If you are taking medication for high blood pressure, you may need to temporarily stop the medication while receiving rituximab. Talk to your doctor for more information.
Hepatitis B infection: There have been rare reports of the recurrence of hepatitis B infection in people receiving rituximab (often in combination with chemotherapy) who had previously been infected with the virus.
If you are at risk of hepatitis B infection, you should have a blood test before starting therapy to check if you carry the virus. Talk to your doctor if you are unsure whether you are at risk.
If you are a carrier of hepatitis B virus, had a previous infection, or are at risk of infection, your doctor will monitor you closely during rituximab therapy and for up to one year after finishing it for signs and symptoms of hepatitis B infection. These include abdominal or joint pain, loss of appetite, feeling of sickness, and yellowing of the skin and eyes (jaundice). If you experience these symptoms, contact your doctor immediately.
Infection: This medication can reduce the number of cells that fight infection in the body (white blood cells), increasing the risk of developing an infection or reactivating an inactive infection (e.g., herpes, shingles). Avoid contact with people with contagious infections.
If you notice signs of an infection such as fever, chills, pain, redness and swelling, pus, cough, or difficult or painful urination, contact your doctor as soon as possible.
This medication should also not be started while you have an active infection or a weakened immune system. While you are taking rituximab, your doctor will monitor you for signs of infection.
Infusion-related reactions: There have been reports of severe infusion-related reactions, sometimes resulting in death, in people with who were given rituximab intravenously. Your health care provider will closely monitor you during and after the infusion. These reactions usually occur within 30 minutes to 2 hours of starting the infusion.

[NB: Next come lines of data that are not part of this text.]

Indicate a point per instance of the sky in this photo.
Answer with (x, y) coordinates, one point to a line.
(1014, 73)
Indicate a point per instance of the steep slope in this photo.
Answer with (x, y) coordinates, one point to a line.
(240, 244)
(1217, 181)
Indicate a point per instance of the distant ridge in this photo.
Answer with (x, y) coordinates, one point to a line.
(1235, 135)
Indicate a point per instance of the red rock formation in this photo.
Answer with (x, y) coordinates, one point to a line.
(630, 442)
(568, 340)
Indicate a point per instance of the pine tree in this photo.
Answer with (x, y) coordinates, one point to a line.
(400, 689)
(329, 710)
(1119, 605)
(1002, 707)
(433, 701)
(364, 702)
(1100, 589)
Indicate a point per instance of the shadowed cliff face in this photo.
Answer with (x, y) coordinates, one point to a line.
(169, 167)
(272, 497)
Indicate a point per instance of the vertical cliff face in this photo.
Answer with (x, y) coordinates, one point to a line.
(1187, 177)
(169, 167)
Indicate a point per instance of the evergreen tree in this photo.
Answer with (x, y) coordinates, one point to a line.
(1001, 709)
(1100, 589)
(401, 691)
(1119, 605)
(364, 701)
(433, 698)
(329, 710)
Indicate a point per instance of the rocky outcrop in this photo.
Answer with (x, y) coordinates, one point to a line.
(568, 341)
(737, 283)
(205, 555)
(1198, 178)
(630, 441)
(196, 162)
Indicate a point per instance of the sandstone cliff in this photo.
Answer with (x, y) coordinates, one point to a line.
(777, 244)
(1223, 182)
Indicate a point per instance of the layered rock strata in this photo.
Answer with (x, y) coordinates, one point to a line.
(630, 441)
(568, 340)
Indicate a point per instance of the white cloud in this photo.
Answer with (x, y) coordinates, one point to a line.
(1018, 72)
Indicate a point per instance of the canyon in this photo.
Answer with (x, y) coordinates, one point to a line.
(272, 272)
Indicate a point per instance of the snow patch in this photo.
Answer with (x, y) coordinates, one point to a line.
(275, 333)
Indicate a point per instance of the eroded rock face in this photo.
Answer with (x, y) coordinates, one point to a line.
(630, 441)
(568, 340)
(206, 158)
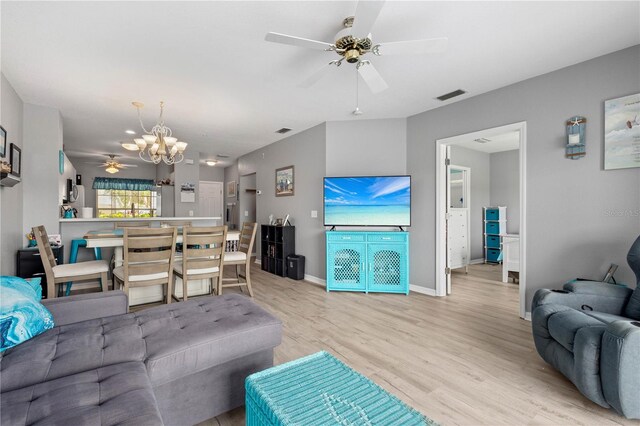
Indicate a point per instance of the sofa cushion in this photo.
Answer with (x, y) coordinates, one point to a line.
(606, 318)
(188, 337)
(72, 349)
(114, 395)
(564, 325)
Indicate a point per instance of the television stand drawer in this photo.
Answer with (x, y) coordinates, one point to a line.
(347, 237)
(387, 237)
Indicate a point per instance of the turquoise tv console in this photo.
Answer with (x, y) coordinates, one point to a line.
(368, 261)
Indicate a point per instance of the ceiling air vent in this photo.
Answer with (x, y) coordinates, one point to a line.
(482, 140)
(450, 95)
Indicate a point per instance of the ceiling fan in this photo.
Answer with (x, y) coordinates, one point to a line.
(112, 165)
(355, 41)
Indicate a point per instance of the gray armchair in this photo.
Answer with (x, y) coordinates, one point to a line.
(590, 332)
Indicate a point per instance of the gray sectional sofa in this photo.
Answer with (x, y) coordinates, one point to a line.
(175, 364)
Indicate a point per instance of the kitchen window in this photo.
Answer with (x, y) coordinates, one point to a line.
(121, 203)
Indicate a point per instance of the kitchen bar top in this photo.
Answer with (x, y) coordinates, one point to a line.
(136, 219)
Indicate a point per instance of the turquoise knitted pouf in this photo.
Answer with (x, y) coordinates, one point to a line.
(321, 390)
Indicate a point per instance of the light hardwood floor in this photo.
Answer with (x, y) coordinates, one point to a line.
(466, 359)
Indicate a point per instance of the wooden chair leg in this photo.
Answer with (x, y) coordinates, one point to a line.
(170, 290)
(247, 277)
(104, 281)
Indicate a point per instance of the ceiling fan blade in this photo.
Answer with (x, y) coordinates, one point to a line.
(316, 76)
(297, 41)
(366, 14)
(414, 47)
(372, 77)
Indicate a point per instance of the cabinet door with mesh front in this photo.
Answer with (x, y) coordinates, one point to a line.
(388, 270)
(345, 267)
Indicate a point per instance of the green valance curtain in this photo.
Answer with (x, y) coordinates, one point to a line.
(126, 184)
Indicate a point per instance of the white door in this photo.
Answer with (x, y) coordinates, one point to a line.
(210, 202)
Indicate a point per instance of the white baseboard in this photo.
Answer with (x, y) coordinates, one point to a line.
(422, 290)
(315, 280)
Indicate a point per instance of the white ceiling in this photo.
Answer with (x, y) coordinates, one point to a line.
(498, 143)
(227, 90)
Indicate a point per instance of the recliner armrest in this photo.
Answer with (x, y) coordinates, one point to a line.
(68, 310)
(610, 299)
(597, 288)
(619, 367)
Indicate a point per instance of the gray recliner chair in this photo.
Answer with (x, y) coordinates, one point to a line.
(590, 332)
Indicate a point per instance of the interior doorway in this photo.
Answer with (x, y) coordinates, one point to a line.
(247, 200)
(210, 199)
(481, 221)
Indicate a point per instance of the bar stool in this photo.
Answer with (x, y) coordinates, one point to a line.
(73, 257)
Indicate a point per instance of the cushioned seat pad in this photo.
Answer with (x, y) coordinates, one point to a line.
(82, 268)
(116, 395)
(563, 326)
(188, 337)
(73, 349)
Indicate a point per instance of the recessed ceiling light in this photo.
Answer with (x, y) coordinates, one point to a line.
(129, 146)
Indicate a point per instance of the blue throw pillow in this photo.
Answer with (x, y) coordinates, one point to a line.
(22, 316)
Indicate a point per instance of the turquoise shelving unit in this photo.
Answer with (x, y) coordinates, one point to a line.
(368, 261)
(495, 226)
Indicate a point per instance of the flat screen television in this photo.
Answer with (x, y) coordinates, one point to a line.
(367, 201)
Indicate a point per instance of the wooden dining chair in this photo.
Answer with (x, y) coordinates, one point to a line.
(148, 259)
(71, 272)
(202, 256)
(140, 224)
(241, 257)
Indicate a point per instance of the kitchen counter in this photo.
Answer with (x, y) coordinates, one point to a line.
(137, 219)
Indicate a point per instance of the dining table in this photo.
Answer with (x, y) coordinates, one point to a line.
(114, 238)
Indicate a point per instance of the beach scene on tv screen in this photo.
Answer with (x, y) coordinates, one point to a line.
(374, 201)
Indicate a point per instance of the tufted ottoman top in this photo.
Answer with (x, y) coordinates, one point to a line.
(172, 340)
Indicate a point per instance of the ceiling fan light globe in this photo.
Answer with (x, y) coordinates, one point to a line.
(181, 146)
(140, 143)
(150, 139)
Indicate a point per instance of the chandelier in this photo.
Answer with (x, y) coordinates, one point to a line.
(158, 144)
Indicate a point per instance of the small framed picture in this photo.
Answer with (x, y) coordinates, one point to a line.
(16, 160)
(3, 142)
(231, 188)
(284, 181)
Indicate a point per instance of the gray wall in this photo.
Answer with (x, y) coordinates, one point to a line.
(577, 223)
(211, 174)
(480, 188)
(90, 171)
(505, 186)
(305, 151)
(366, 147)
(11, 199)
(187, 173)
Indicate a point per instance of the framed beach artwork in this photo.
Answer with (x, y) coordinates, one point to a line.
(3, 142)
(622, 132)
(284, 181)
(231, 188)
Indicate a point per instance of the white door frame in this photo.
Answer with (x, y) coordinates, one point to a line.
(441, 195)
(466, 194)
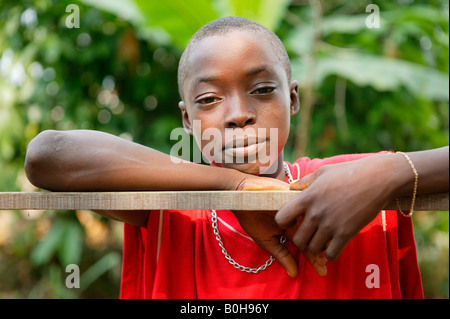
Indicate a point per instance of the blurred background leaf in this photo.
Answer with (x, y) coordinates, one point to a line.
(362, 90)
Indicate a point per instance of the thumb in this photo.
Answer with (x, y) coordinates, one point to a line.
(282, 255)
(305, 182)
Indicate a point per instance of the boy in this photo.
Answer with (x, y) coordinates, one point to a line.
(235, 74)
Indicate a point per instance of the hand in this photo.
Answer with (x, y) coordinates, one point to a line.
(336, 202)
(261, 226)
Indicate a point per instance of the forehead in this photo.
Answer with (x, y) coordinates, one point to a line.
(235, 51)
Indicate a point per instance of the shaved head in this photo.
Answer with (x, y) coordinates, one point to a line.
(221, 27)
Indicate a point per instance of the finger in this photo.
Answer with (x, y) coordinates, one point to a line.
(282, 255)
(288, 214)
(319, 241)
(304, 234)
(335, 247)
(318, 261)
(303, 183)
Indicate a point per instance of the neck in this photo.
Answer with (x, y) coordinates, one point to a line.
(277, 169)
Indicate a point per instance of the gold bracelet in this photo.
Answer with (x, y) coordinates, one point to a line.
(416, 180)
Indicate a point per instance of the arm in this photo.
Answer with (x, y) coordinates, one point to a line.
(338, 200)
(84, 160)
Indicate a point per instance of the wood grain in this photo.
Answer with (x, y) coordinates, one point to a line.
(219, 200)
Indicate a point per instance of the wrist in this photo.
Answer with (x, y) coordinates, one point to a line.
(400, 175)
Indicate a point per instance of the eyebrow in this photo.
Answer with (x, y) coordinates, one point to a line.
(255, 71)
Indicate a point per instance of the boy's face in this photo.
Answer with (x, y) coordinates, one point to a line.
(237, 89)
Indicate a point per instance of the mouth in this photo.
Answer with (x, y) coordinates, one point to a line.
(244, 147)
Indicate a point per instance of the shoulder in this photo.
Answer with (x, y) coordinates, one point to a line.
(307, 166)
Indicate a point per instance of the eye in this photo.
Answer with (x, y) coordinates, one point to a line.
(264, 90)
(208, 100)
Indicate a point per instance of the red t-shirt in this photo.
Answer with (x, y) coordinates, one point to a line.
(178, 256)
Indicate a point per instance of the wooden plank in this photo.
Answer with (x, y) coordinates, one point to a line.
(219, 200)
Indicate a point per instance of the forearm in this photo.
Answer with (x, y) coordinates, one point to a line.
(95, 161)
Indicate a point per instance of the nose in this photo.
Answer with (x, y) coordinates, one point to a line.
(240, 114)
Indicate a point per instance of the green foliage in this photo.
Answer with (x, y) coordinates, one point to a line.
(374, 89)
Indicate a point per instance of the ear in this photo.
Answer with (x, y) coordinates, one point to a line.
(185, 116)
(295, 102)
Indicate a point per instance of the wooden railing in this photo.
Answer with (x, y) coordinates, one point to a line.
(219, 200)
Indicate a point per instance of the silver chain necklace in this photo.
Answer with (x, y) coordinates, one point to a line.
(225, 252)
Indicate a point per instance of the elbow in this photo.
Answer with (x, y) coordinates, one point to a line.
(38, 158)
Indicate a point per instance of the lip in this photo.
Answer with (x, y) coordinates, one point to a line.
(244, 148)
(243, 142)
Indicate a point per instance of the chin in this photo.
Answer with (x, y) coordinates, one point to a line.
(252, 168)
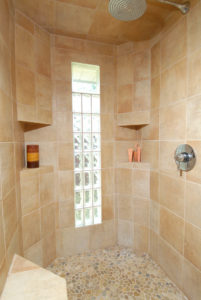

If you experience symptoms of an infusion reaction, such as fever, chills, difficulty breathing, tightness of chest or throat, stomach upset, and rash, tell your health care provider immediately.
It is important to take the medication(s) recommended by your doctor before your infusion of rituximab. If you experience a severe infusion reaction, your doctor will give you additional medications to treat the reaction. Ask your doctor for more information.
Progressive multifocal leukoencephalopathy (PML): There have been reports of PML after using rituximab. PML is a rare disorder that causes nerve damage in the brain. If you experience memory loss, vision loss, trouble thinking, or difficulty walking, contact your doctor immediately.
Tumour lysis syndrome (TLS): Rituximab may cause TLS, a potentially fatal condition that causes sudden kidney failure and abnormal heart rhythms. In the early stage of TLS, you may not have any symptoms, but your doctor will monitor for this condition with blood tests.
If you experience symptoms of TLS (e.g., a pounding, fast, or irregular heartbeat; vomiting; fatigue or weakness; difficulty concentrating; swelling, numbness or tingling in hands, face, or feet; back pain; muscle cramps; fainting; or trouble breathing), contact your doctor immediately.
Vaccines: Vaccines should not be given when you are receiving rituximab. Talk to your doctor if you need any vaccinations while taking this medication.
Pregnancy: This medication is not recommended for use during pregnancy. If you may become pregnant, use an effective method of birth control while you are using this medication, and for at least 12 months after the last treatment. Tell your doctor immediately if you become pregnant.
Breast-feeding: It is not known if rituximab passes into breast milk. If you are a breast-feeding mother and are taking this medication, it may affect your baby. Talk to your doctor about whether you should continue breast-feeding.
Children: The safety and effectiveness of using this medication have not been established for children.